2012年3月26日月曜日

2012INDYCARレポートR1:決勝・エンジンバトル初戦はシボレー、カストロネベスが制す。佐藤琢磨は11周をリードするもトラブルでリタイア22位

第1戦ホンダ グランプリ・オブ・セント・ピーターズバーグ
2012 IZOD INDYCAR SERIES Round 1 Honda Grand Prix Of St. Petersburg

コースタイプ:ストリート
全長:1.8マイル(=約2.897km)×100周

決勝:3月25日
天候:晴れ
気温:27〜28℃

 朝方の雨はウォームアップセッションの路面をハーフウェットとしたが、その後に再び雨が降ることはなく、レースはドライコンディションで開催された。
 ストリートレースだというのにマシン同士が絡み合うアクシデントはひとつも発生しなかった。それは新しいレースディレクターが就任したおかげだったのか。
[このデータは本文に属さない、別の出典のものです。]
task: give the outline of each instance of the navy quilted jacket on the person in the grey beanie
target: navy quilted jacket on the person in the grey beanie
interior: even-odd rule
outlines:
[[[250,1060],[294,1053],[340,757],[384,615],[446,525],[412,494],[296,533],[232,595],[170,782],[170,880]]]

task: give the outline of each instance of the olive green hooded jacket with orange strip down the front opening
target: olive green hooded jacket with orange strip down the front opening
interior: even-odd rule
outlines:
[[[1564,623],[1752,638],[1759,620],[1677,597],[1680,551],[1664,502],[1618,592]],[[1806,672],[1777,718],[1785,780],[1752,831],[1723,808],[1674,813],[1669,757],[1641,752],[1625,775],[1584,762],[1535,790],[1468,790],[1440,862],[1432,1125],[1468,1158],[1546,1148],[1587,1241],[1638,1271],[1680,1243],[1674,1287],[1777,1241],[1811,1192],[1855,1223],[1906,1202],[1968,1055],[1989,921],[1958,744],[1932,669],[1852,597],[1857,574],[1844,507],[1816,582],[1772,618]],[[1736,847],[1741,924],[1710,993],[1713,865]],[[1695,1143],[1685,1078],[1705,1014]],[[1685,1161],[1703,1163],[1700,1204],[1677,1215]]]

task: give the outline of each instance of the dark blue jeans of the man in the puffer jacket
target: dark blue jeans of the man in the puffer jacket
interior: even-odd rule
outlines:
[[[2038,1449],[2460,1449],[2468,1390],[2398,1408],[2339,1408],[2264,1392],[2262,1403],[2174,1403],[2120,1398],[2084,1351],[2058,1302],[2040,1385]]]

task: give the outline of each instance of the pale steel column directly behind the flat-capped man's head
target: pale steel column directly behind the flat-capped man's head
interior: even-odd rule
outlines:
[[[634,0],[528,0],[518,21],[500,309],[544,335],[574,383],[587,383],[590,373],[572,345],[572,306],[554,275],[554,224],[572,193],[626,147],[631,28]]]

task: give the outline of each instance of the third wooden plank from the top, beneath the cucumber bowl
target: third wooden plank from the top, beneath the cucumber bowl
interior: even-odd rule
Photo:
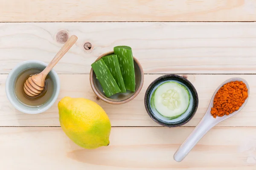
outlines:
[[[45,113],[28,115],[20,113],[9,103],[5,94],[7,75],[0,75],[0,126],[59,126],[57,103],[64,96],[84,97],[97,102],[108,113],[112,126],[159,126],[148,116],[144,95],[148,85],[161,75],[145,75],[140,94],[123,105],[110,105],[96,99],[89,75],[60,74],[61,91],[55,104]],[[199,106],[194,118],[185,126],[196,126],[204,116],[215,89],[226,79],[242,77],[250,85],[250,99],[243,110],[218,126],[256,126],[256,75],[185,75],[198,91]]]

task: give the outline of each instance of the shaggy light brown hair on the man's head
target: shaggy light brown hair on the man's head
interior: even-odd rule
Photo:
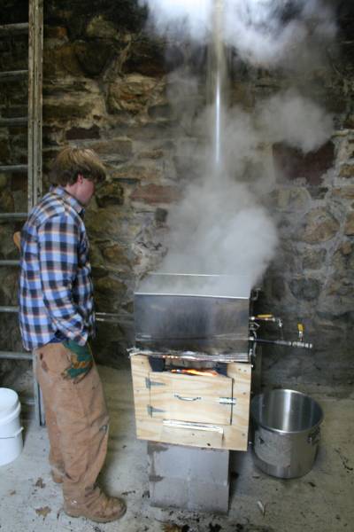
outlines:
[[[98,155],[89,149],[66,147],[58,153],[50,170],[51,184],[76,183],[81,174],[94,183],[105,179],[105,168]]]

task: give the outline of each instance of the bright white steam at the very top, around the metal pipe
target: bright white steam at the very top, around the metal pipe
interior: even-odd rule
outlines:
[[[182,34],[197,43],[212,31],[215,0],[139,0],[160,34]],[[336,33],[326,0],[222,0],[225,43],[256,66],[303,67],[319,59]],[[295,61],[296,59],[296,61]]]

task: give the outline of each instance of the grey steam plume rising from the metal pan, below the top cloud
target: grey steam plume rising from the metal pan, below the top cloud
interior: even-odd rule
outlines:
[[[331,118],[295,90],[269,98],[253,114],[235,107],[228,113],[218,179],[207,153],[194,146],[200,177],[169,213],[169,252],[160,270],[235,275],[227,280],[228,289],[247,292],[260,280],[278,241],[273,220],[258,204],[274,184],[273,165],[266,164],[259,146],[281,141],[308,153],[323,144],[332,127]]]

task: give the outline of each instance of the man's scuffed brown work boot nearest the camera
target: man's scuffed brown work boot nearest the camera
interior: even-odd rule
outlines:
[[[96,523],[108,523],[122,517],[127,506],[118,497],[107,497],[101,492],[100,496],[91,505],[81,505],[75,499],[64,502],[64,512],[70,517],[86,517]]]

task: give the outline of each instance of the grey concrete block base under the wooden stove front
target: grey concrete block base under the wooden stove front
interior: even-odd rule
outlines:
[[[150,504],[227,512],[229,451],[148,442]]]

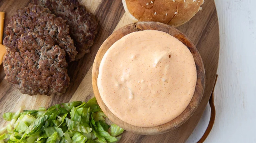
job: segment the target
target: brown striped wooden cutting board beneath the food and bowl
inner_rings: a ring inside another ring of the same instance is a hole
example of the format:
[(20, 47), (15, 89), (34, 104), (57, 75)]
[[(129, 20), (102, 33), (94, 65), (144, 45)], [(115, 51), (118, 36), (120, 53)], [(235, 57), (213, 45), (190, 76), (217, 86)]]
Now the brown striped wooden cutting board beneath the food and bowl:
[[(88, 101), (94, 96), (92, 88), (92, 65), (96, 53), (103, 41), (116, 29), (132, 23), (125, 14), (121, 0), (79, 0), (87, 10), (92, 12), (99, 23), (98, 34), (91, 53), (78, 62), (72, 62), (68, 69), (71, 78), (70, 86), (62, 96), (23, 95), (10, 83), (4, 80), (3, 66), (0, 66), (0, 116), (4, 112), (23, 109), (49, 107), (56, 103), (74, 100)], [(5, 26), (11, 15), (28, 5), (30, 0), (1, 0), (0, 11), (5, 11)], [(201, 10), (188, 23), (178, 27), (197, 47), (202, 56), (206, 84), (203, 99), (194, 115), (179, 128), (161, 135), (136, 135), (124, 132), (120, 142), (124, 143), (180, 143), (185, 142), (201, 118), (213, 89), (219, 60), (219, 25), (214, 0), (205, 0)], [(4, 35), (5, 36), (5, 35)], [(0, 124), (5, 121), (0, 118)]]

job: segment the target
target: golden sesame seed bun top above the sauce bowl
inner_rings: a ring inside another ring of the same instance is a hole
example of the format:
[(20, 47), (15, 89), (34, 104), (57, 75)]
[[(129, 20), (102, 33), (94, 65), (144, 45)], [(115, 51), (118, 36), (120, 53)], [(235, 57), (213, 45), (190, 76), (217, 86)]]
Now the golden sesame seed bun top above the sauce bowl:
[(123, 5), (134, 20), (179, 26), (201, 10), (203, 2), (204, 0), (123, 0)]

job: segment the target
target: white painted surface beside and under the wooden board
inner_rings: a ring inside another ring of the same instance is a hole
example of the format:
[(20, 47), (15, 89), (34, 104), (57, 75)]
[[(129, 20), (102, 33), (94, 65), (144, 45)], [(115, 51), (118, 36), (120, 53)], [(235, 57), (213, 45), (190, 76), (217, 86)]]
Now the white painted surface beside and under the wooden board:
[[(220, 26), (219, 78), (215, 124), (205, 142), (256, 143), (256, 0), (215, 3)], [(209, 117), (207, 106), (187, 143), (201, 138)]]

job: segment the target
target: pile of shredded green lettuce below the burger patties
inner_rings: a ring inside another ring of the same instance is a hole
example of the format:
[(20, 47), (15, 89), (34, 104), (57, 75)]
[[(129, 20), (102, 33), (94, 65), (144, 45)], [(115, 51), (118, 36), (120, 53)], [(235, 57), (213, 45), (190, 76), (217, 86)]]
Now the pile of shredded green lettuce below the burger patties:
[(0, 143), (109, 143), (120, 140), (123, 129), (109, 126), (95, 98), (87, 103), (56, 104), (47, 110), (3, 114), (10, 121), (0, 129)]

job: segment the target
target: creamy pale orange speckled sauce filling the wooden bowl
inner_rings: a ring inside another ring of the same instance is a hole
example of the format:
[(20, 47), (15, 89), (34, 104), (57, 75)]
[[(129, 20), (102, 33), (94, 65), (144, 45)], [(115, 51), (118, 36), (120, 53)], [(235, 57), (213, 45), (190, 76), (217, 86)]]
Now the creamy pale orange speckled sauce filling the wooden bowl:
[(194, 58), (175, 37), (157, 30), (130, 33), (115, 42), (99, 66), (97, 86), (110, 111), (138, 127), (178, 117), (197, 80)]

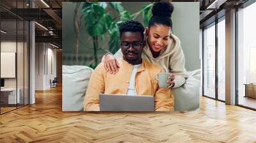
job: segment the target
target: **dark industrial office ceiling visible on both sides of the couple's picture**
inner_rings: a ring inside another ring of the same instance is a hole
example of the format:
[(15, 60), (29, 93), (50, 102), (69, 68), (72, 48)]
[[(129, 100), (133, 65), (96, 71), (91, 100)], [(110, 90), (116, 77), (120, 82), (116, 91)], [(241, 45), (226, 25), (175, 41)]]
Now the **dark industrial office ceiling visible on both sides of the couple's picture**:
[[(32, 0), (31, 3), (29, 0), (1, 0), (1, 20), (5, 21), (2, 22), (3, 26), (8, 27), (7, 30), (12, 33), (12, 29), (16, 28), (16, 25), (13, 25), (13, 19), (35, 20), (38, 23), (35, 24), (36, 41), (52, 42), (61, 46), (62, 2), (64, 1), (76, 0)], [(182, 0), (173, 0), (173, 2), (178, 1)], [(248, 0), (183, 0), (182, 2), (200, 2), (200, 27), (204, 27), (205, 24), (211, 22), (216, 13), (222, 10), (225, 14), (225, 10), (239, 6), (246, 1)], [(19, 34), (20, 31), (22, 27), (17, 33)]]

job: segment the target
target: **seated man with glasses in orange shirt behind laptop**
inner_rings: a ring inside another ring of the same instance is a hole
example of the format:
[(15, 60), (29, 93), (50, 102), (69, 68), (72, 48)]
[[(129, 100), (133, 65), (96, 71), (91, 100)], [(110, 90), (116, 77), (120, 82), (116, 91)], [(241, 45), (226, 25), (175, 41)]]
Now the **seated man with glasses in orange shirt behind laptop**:
[(145, 45), (144, 27), (140, 22), (129, 20), (122, 24), (120, 47), (123, 58), (118, 59), (119, 71), (113, 75), (100, 63), (92, 73), (84, 98), (85, 111), (99, 111), (99, 94), (127, 94), (155, 96), (156, 111), (173, 110), (171, 89), (158, 87), (154, 75), (164, 72), (159, 66), (141, 58)]

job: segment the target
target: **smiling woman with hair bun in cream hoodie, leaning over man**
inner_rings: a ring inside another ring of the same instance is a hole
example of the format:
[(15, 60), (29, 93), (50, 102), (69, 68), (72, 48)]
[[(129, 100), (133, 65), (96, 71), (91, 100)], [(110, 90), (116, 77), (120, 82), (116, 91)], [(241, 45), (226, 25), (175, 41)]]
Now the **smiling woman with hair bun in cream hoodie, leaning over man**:
[[(180, 47), (180, 40), (172, 34), (173, 4), (170, 2), (154, 3), (152, 17), (145, 29), (146, 45), (142, 57), (151, 63), (164, 68), (165, 72), (172, 73), (169, 76), (170, 88), (180, 87), (185, 83), (186, 69), (185, 57)], [(115, 56), (108, 53), (103, 58), (104, 66), (110, 73), (118, 72), (116, 58), (121, 58), (122, 52), (118, 50)], [(174, 74), (173, 74), (174, 73)]]

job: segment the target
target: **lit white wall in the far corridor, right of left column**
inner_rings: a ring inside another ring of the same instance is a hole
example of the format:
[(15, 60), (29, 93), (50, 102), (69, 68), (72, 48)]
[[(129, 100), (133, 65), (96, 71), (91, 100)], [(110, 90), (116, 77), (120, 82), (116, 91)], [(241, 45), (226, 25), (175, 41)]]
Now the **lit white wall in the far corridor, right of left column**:
[(51, 88), (50, 79), (56, 77), (56, 49), (53, 48), (49, 43), (36, 43), (35, 90)]

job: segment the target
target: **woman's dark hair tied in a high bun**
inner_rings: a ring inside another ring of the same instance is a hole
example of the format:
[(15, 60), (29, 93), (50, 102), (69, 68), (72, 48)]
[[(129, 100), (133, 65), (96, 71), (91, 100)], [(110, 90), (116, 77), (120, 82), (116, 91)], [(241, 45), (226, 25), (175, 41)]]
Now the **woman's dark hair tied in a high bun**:
[(149, 20), (148, 27), (154, 24), (163, 24), (172, 27), (173, 4), (170, 2), (155, 2), (152, 8), (152, 17)]

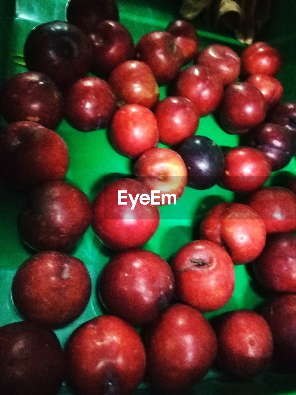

 強い日差しと、昨日までより幾分高い湿度というコンディション下でのレースは、ピットタイミングが非常に重要な意味を持つ戦いとなった。
 ポールポジションからトップを守ったウィル・パワー(チーム・ペンスキー)は、13周目にキャサリン・レッグ(ロータス・ドラゴン・レーシング)がストップしたのを見るやピットロードへと飛び込んだ。まだフルコースコーションが出される前のことで、この判断は実に見事だったと思われた。14台が彼に続き、その後でフルコースコーションは出されたからだ。

 しかし、結果から言えば、このタイミングでのピットストップは失敗だった。フルコースコーションを活かしてピットストップを3回行うより、アンダーグリーンでの2ストップでゴールまでを走り切る方が有利なレースへと、中盤戦からの展開によってレースは変わって行ったのだ。
 スコット・ディクソン(チップ・ガナッシ・レーシング)は、その13周目のピットストップをし損ねた。彼はピットインしなかったことを悔やんでいた。自分の決定的な判断ミスによって、上位フィニッシュを諦めなくてはならないと考えていた。しかし、レース展開は彼らに味方した。彼とエリオ・カストロネベス(チーム・ペンスキー)に。

 21周目にトップに躍り出たディクソンは、カストロネベスを後方に封じ込めたまま周回を重ねた。1回目のピットストップを行って一端リードを手放した彼だったが、48周目にトップに再浮上し、2回目のピットストップを行った68周目までその座を守り続けた。優勝はディクソンが手にするかに見えていた。
 ところが、最後のピットストップで順位の逆転が起こった。彼よりフルタンクで1周多く走ることができたカストロネベスは、ピット作業を終えてコースに戻ると、JR・ヒルデブランド(パンサー・レーシング)をパスしてトップに立ち、そのままゴールまで突っ走ったのだ。

 カストロネベスの走りはライバル勢を圧倒するもので、ディクソンを一時は7秒以上も突き放した。バック・マーカーの登場によって差は縮まってのゴールとなったが、カストロネベスはまったく危なげなく2010年のインディ・ジャパン以来となる勝利へと逃げ切った。ディクソンはユーズドのレッドタイヤがグリップを失ってしまっていた。
 それでも、3位を走るライアン・ハンター-レイ(アンドレッティ・オートスポーツ)には燃費の心配があり、ディクソン同様にペースを上げることはできなかった。

 リザルトはカストロネベス、ディクソン、ハンター-レイの順。エンジンバトルはシボレー、ホンダ、シボレーという結果になった。ロータスのベストはアレックス・タグリアーニ(ブライアン・ハータ・オートスポート・ウィズ・カーブ/アガジェニアン)の15位だった。
 佐藤琢磨(レイホール・レターマン・ラニガン・レーシング)は14番グリッドからのスタートながら、レース半ばに11周トップを走った。作戦の良さに加えて、スタートおよびリスタートでの大きなポジションアップでトップ争いへと上がって行ったのだ。ダリオ・フランキッティやウィル・パワーとのバトルを戦ってのオーバーテイクも今日の琢磨は見せていた。しかし、2回目のピットストップを終えてコースに戻るとギヤのシフト・アップができなくなり、リタイヤを喫した。